Die Pferde sollten umgespannt werden und dann mit einem Sechserzug auf den Berg fahren, ohne zwischendurch anzuhalten. Gesagt, getan, die Soldaten gaben sich große Mühe und erreichten mit einem Geschütz den Kosakenberg. Hier gingen sie in Stellung und schossen mit Kartuschen (ohne Granaten) über den Großen See Richtung Polen.

Mitte August verstärkten sich die militärischen Aktivitäten. Auf dem Gutshof des Herrn Fischer von Mollard in Tirschtiegel und weiteren Orten der Stadt waren jetzt Wehrmachtseinheiten untergebracht. Auch der Grenzschutz wurde Ende des Monats einberufen, der sich am Schloss und am neuen Bahnhof sammelte und bewaffnet wurde.


Tirschtiegel vor Ausbruch des 2. WeltkriegesEinmarsch in Polen
Am 01. September 1939 begann der deutsche militärische Angriff gegen Polen. Die deutsche Bevölkerung nahm den Beginn der Kampfhandlungen mit gedrückter Stimmung auf. Unermüdlich verkündete die NS-Propaganda den Angriff als verdiente »Strafaktion« gegen polnische Provokationen und Grenzverletzungen. Die Einwohner von Tirschtiegel wurden in den frühen Morgenstunden des 1. September 1939 unsanft geweckt. Drei leichte Pakgeschütze hatten das Feuer auf den Wasserturm, der am Stadtrand auf polnischem Territorium stand, und auf das polnische Zollhaus eröffnet. Kurz danach wurde die Brücke in Hamritzke gesprengt. Zwei Soldaten konnten verhindern, dass auch die Eisenbahnbrücke gesprengt wurde. Kampfhandlungen in der Nähe der Grenze zu Polen haben nicht stattgefunden. Wir hatten Ferien und ich hielt mich bei meinen Großeltern auf, die auf dem Gutshof wohnten. Die Scheunen und Ställe waren von der Wehrmacht belegt. Mich interessierte jedoch besonders die Feldküche, denn das Essen schmeckte herzhaft und ich durfte mir immer eine Portion holen. Als ich am Morgen des 1. September wach wurde und aus dem Fenster blickte, sah ich keine Soldaten mehr und fragte danach. Meine Großmutter antwortete mit ernster Miene: „Wir haben Krieg, die Soldaten sind in Polen einmarschiert “. „Und die Feldküche ist auch weg!“, sagte ich. Großmutter antwortete, dass die Soldaten keinen Appetit mehr hatten und das Essen in Wannen und Kübel geschüttet wurde für die Schweine.
Die Bevölkerung von Tirschtiegel wurde durch Polizei, Zoll und Militär daran gehindert, auf die Straße zu gehen. Erst im Laufe des Tages wurde die Ausgangssperre aufgehoben. Überall konnte man nun militärische Aktionen beobachten. Einheiten der Wehrmacht fuhren durch Tirschtiegel Richtung Polen. Schon Ende September 1939 kehrten die ersten Reservisten von ihren Wehrmachtseinheiten nach Hause zurück und gingen wieder ihrer Arbeit nach.

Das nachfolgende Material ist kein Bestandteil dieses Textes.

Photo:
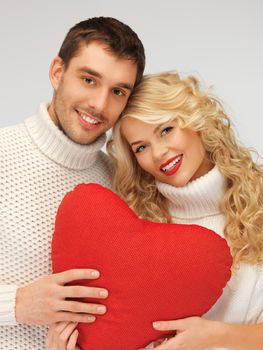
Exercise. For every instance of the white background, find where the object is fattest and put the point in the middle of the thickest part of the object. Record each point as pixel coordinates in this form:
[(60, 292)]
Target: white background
[(220, 41)]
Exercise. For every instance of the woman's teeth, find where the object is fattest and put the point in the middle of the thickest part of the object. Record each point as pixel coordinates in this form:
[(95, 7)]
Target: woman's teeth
[(171, 165)]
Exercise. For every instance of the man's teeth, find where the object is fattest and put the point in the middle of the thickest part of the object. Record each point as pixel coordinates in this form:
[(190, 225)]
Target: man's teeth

Ein Jahr später, am 1. September 1940, wurde an der ehemaligen deutsch-polnischen Grenze in Tirschtiegel ein großer propagandistischer Aufmarsch inszeniert. Dabei wurde die Zollschranke symbolisch entfernt. Wo dieser Siegestaumel hinführte, haben wir 1945 am eigenen Leibe erfahren müssen.